The Secret Life of Walter Mitty is a beautiful film, and thinking about that makes me sad. It makes me sad because people don’t seem to make many beautiful films anymore. They make epic dramas or intense special-effects laden popcorn flicks or raunchy but forgettable comedies. They love making relatively pointless art house pieces and vapid rom-coms by the score, but simple, beautiful films that burrow their way into your soul and change your outlook on life? There aren’t a lot of those.

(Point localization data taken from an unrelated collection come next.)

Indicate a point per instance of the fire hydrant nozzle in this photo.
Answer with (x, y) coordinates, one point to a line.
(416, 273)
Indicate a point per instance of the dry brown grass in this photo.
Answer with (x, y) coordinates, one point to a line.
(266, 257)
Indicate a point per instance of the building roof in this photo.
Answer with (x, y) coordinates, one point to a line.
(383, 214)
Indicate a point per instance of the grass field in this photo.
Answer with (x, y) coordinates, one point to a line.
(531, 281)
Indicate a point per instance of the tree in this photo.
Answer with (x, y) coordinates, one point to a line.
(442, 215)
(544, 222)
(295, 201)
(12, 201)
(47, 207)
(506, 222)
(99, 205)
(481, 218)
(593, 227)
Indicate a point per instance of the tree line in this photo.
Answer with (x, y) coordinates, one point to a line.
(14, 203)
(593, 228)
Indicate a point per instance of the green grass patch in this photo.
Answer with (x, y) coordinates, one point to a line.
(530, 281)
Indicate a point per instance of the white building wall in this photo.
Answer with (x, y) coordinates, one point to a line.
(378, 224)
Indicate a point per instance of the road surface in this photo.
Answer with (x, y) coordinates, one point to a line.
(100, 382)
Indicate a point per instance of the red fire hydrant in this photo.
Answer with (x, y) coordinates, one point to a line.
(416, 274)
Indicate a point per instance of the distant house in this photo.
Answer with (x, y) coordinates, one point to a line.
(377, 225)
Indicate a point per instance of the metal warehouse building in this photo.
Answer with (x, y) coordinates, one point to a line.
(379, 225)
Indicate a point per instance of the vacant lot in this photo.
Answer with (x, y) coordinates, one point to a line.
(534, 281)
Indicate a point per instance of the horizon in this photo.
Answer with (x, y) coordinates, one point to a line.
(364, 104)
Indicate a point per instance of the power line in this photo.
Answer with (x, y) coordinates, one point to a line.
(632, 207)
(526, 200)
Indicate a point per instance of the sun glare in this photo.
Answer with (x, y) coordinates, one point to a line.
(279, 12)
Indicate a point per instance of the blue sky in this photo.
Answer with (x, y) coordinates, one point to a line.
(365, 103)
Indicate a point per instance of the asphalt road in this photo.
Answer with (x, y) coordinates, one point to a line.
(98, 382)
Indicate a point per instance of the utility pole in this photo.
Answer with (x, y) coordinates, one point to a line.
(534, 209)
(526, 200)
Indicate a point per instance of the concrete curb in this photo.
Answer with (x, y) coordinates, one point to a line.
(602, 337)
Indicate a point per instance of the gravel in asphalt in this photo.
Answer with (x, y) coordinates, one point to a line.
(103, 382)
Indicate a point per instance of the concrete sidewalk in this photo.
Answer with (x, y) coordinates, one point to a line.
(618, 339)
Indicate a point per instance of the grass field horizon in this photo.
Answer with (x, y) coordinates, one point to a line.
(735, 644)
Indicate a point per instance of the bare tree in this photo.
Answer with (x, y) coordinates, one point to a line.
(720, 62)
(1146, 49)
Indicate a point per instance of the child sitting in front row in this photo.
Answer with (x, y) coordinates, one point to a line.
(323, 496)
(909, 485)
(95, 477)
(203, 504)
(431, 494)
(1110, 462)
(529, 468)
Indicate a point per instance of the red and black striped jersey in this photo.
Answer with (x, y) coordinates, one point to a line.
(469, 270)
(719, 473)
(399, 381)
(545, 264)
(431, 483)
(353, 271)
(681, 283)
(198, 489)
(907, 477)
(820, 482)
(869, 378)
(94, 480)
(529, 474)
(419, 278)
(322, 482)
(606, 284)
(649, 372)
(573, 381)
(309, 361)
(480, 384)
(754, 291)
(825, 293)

But that is what The Secret Life of Walter Mitty was for me. The film was funny, not because it relied on shock value gags, but because it was written, acted, directed and edited by people who understand comedy. The conflicts were relatable, because everyone has wanted someone they couldn’t have, or has gotten into hot water at work, or has felt trapped in the daily drudgery of their own little lives. The story was uplifting because who doesn’t yearn for adventure and personal fulfillment? And the film’s lessons were simple: Get out there, do something, see some place new, become a better, fuller person, experience life while you can, because life is all there is, and every moment you waste is another moment you will never, ever, get back.
I won’t ruin it with plot synopsis and I won’t try to sell you on the mechanical procedure of filmmaking that went into this picture. To echo what Sean Penn’s character says in the film, if I see a beautiful moment, sometimes I like to experience it without the camera getting in the way. So go and experience life. Go and experience Walter Mitty.